10月下旬、区役所から「就学通知書」が届いた。日本でいえば来年の4月に小学校1年生になる子どもは、現在、9月入学のインターナショナルスクールのグレード1に在籍している。手紙には、学区にある市立小学校が指定されていて、提出期限までにその学校に「入学願」を提出する、と書かれている。当然、提出する必要はないだろう、と思って書類を読み進めると、市立小学校以外の学校を希望している場合でも、提出が義務づけられている、とある(注1)。たとえば、私立小学校に入学希望であるが、現時点ではまだ入学許可が下りていない、というのならわかるが、我が家の場合はもうすでに他の学校に籍があるので「入学願」を出す、というのは奇妙だと思い、念のため区役所に問い合わせたが、やはり「とにかく持っていってください」というのが答えだった。察するに、日本のすべての市町村教育委員会が日本に居住する子どもの状況を把握するためなのだろう。

さて、「入学願」を学校に持参して、二重国籍者という事情を話すと、パスポートのコピーとともに「辞退願」を再度持参するようにと言われた。これにより(学校教育法18条にあたる就学猶予・免除の)書類上の手続きは終わったわけである。学校側の対応は非常に丁寧なものだったし、手続きはこれだけのことだったのだが、どこか心に引っ掛かるものがあった。

日本では二種類の「学校」がある。「正規の学校」、それ以外の学校は「各種学校」と呼ばれる。「正規の学校」は、学校教育法第1条に規定されているため通称「1条校」と呼ばれる。公立学校、私立学校がそれにあたり、文部科学省が告示する学習指導要領に沿った教育課程を組み、それに則って授業を行う義務がある。ご存じの通り、公立の小、中学校は義務教育であり授業料は無償となっている。

一方、それ以外の学校は「各種学校」と呼ばれ、普通教育を施すための学校としてはインターナショナルスールなどの国際学校(International School)、外国人学校(National school=民族学校)があり、いずれも全日制である。ただし、「正規の学校」ではないため、国際学校と外国人学校は、自動車学校や英会話学校と同等の扱いになる。

この区別のために、インターナショナルスクールに通うと、日本国内では思わぬところで別枠扱いにされる。まず、義務教育諸学校で無償配布される教科書がもらえない。就学前検診も受けない。また、基本的に公立学校では、前段階の教育課程が終わっていなければ、次の教育課程を受けられないわけだから、基本的にはインターナショナルスクールから、たとえば公立中学校への転学は道を閉ざされることとなる。(注2)

さらに言えば、日本の大学は高校の卒業認定がなければ受けられないため、また、国公立大学ではセンター入試が課されているため、この時点で日本の大学という選択肢は、高等学校卒業程度認定試験(旧大学入学資格検定)を受けて大学受験資格を獲得するか、帰国子女枠など限られた特別枠を利用する以外なくなる。

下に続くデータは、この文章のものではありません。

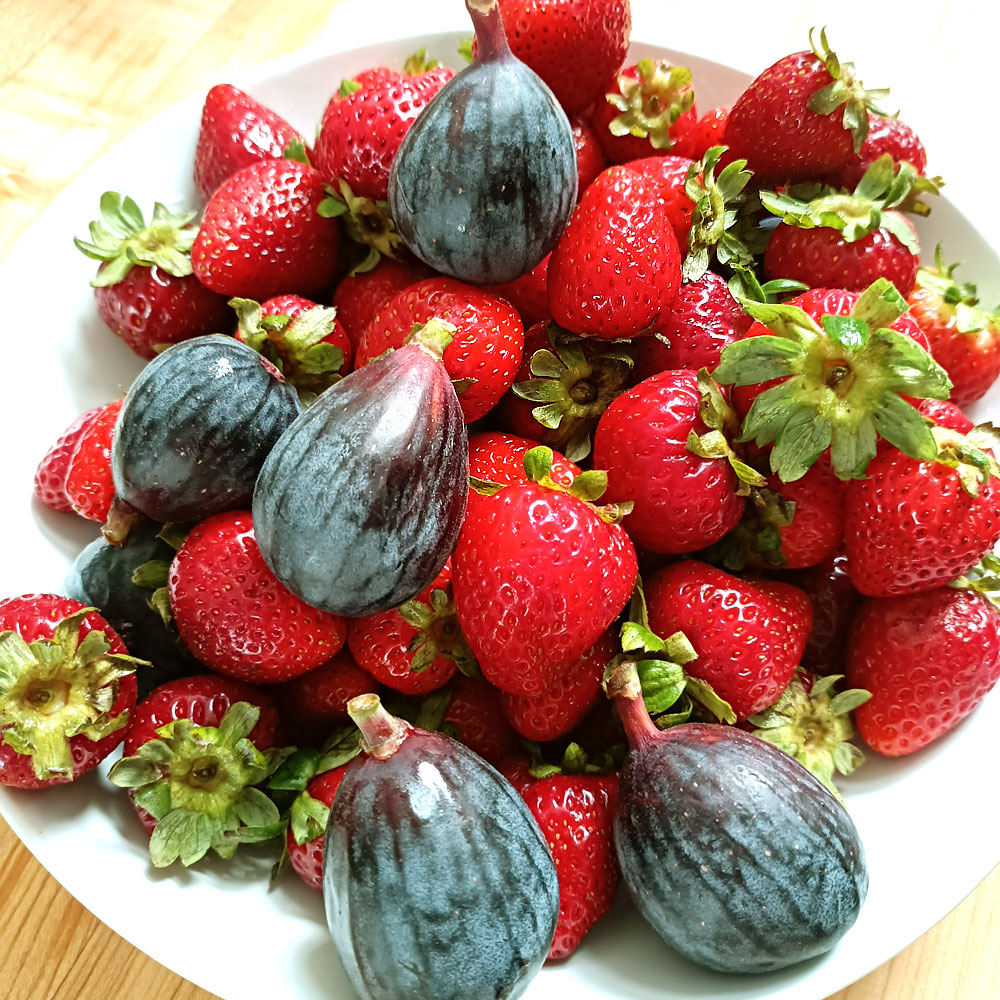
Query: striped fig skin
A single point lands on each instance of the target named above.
(734, 853)
(437, 881)
(196, 427)
(360, 503)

この現実に即して問題提起をしたいのは、次の点である。

日本政府はグローバライゼーションに対応するために教育に関して多大な予算を使い、大学への留学生勧誘、国際交流や各種英語教育プログラム(注3)などに積極的に取り組んでいる。その一方で、実際に日本国内で起きているグローバライゼーションへの対応は悲劇的なほど遅れている。現在進行する「国内のグローバライゼーション」と旧態依然の制度の間でひずみが生じ、一部の家庭や個人が暮らしにくいという事実は、社会福祉関係や教育の最前線では日常的問題として対応を迫られているが、一般にはほとんど知られていない。現実に起こっている「国内におけるグローバライゼーション」に目を向け、教育におけるインフラを優先的に整えるべきである。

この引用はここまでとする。